The Government will also consider further measures, including through legislation, in support of the new intellectual property strategy.
Helping All Canadians Harness Intellectual Property
Intellectual property is one of our most valuable resources, and every Canadian business owner should understand how to protect and use it.
To better understand what groups of Canadians are benefiting the most from intellectual property, Budget 2018 proposes to provide Statistics Canada with $2 million over three years to conduct an intellectual property awareness and use survey. This survey will help identify how Canadians understand and use intellectual property, including groups that have traditionally been less likely to use intellectual property, such as women and Indigenous entrepreneurs. The results of the survey should help the Government better meet the needs of these groups through education and awareness initiatives.
The Canadian Intellectual Property Office will also increase the number of education and awareness initiatives that are delivered in partnership with business, intermediaries and academia to ensure Canadians better understand, integrate and take advantage of intellectual property when building their business strategies. This will include targeted initiatives to support underrepresented groups.
Finally, Budget 2018 also proposes to invest $1 million over five years to enable representatives of Canada’s Indigenous Peoples to participate in discussions at the World Intellectual Property Organization related to traditional knowledge and traditional cultural expressions, an important form of intellectual property.
Improving Access to the Canada Learning Bond
Education and training are the keys to finding and keeping good jobs. The Canada Learning Bond and Canada Education Savings Grant are contributions that the Government of Canada makes to Registered Education Savings Plans (RESPs) to help Canadians save for a child’s education after high school. Through these tools, the Government of Canada is helping to make education more affordable and accessible.
Building on Budget 2017 measures, the Government of Canada is working with the Province of Ontario to integrate RESP referrals into the Ontario online birth registration service. This means more children from low‑income families will be able to access the Canada Learning Bond.
Parents will be able to open an RESP at the same time as they apply for other services under the Ontario online birth registration service. Once an RESP is open, eligible children may begin to receive the Canada Learning Bond to help support future studies at a trade school, college or university, or in an apprenticeship program—without any contributions required by their parents or others.

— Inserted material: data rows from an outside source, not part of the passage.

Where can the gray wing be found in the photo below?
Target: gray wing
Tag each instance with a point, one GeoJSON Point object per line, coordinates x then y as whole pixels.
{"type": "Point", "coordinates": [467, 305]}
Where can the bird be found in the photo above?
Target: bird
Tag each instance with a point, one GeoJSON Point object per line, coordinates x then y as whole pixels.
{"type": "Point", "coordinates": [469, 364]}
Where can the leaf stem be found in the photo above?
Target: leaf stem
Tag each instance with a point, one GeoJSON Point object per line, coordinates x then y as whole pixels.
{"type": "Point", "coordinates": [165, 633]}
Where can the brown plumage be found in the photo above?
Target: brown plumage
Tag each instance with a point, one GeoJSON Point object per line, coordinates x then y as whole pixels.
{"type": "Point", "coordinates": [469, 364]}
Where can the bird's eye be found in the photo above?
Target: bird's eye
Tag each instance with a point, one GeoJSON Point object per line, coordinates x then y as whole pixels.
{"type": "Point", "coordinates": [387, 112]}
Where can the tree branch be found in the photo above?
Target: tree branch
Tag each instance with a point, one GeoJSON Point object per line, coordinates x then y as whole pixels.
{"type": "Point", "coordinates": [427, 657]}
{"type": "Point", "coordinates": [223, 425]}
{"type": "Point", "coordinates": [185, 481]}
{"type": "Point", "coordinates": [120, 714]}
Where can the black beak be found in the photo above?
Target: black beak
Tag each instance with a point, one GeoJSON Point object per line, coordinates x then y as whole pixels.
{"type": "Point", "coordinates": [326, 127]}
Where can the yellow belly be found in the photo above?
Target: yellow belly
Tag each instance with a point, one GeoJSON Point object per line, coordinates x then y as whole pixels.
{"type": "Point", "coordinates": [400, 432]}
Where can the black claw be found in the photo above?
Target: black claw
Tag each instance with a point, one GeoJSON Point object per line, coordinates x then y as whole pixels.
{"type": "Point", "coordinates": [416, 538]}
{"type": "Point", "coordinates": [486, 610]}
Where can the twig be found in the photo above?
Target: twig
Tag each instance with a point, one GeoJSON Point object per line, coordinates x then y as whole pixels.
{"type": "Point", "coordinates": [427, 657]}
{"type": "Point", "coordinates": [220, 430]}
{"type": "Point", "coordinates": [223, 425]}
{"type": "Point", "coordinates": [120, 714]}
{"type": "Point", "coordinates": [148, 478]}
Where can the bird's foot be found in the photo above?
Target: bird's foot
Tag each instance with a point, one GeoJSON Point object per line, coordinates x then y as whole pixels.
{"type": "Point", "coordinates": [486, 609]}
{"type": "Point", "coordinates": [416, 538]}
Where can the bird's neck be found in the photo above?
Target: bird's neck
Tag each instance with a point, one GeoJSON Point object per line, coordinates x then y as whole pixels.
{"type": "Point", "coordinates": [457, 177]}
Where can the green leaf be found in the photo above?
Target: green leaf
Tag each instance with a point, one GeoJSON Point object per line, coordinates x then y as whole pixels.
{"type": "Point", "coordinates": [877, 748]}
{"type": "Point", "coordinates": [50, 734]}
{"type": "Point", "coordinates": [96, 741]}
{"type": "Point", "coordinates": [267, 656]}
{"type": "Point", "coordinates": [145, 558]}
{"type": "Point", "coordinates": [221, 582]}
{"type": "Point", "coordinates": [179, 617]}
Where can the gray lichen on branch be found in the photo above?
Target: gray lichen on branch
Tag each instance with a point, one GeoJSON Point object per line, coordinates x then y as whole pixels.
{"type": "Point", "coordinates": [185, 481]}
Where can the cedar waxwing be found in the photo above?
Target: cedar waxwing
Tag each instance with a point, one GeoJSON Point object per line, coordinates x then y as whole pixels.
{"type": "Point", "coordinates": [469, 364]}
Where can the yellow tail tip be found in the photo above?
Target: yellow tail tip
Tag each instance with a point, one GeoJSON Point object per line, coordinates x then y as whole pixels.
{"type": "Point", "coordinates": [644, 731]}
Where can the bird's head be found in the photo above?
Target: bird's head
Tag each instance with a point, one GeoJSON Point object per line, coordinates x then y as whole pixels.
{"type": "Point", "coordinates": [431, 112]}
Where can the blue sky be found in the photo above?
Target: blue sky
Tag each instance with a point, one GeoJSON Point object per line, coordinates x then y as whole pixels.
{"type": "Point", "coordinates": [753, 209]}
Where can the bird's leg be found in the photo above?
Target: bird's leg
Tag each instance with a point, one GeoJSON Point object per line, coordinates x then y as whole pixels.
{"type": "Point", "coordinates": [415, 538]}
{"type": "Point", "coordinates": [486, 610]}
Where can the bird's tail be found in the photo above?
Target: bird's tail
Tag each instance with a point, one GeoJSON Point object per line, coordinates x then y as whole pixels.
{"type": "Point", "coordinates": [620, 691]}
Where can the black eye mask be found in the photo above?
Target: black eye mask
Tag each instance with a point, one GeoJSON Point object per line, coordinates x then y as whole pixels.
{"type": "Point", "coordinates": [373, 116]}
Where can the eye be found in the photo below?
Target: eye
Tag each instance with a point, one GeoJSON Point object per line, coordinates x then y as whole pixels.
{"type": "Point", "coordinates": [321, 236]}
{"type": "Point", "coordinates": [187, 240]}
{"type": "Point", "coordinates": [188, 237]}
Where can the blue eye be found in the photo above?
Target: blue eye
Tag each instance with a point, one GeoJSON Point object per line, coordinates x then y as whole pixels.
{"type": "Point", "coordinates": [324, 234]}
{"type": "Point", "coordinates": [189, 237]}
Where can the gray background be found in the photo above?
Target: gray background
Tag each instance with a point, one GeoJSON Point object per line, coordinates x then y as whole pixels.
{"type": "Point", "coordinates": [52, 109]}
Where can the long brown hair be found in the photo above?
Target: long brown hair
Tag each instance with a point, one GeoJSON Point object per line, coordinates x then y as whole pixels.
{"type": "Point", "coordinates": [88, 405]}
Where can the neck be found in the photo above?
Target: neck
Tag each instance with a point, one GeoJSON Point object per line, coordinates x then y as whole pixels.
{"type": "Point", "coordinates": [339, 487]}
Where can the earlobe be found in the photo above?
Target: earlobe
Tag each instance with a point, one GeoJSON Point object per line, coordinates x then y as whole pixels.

Progress on Lifelong Learning
Canadians’ overall approach to learning has changed. At one time, Canadian workers could expect to train for a good, well-paying job and then keep a single job through to retirement. Today, workers and employers alike are challenged to keep pace with evolving technologies and rising competition. Canadians today must approach learning as a lifelong commitment, and the Government of Canada is working hard to support this.
The Government continues to make progress on its Budget 2017 commitments to enhance student aid for adult learners. It has expanded eligibility for Canada Student Grants and Loans for part-time students and for full- and part-time students with children, and introduced a three-year pilot project that will provide adults returning to school on a full-time basis after several years in the workforce with an additional $1,600 in grant funding per school year. The pilot will also make it easier for adult full-time students to qualify for grants given their drop in income while they are in school. Canadians will be able to benefit from these measures starting August 1, 2018.
The Government has also made it possible for more youth to gain work experience by doubling the number of placements under Canada Summer Jobs. This has resulted in nearly 70,000 students per year getting hands-on work experience through summer employment and generating income for their post-secondary education. In this way, the Government has supported more youth—many of whom would not otherwise have found equivalent work experience—save approximately one-third of their educational expenses for the following school year, and gain key skills needed for employability.
The Government has also made progress with provincial and territorial partners to promote and expand the use of Employment Insurance (EI) flexibilities to ensure that unemployed adults who pursue self-funded training are able to keep their El benefits. Together, these measures will help Canada’s workers to improve their skills and upgrade their credentials throughout their working lives, positioning them to benefit from and contribute to shared economic growth.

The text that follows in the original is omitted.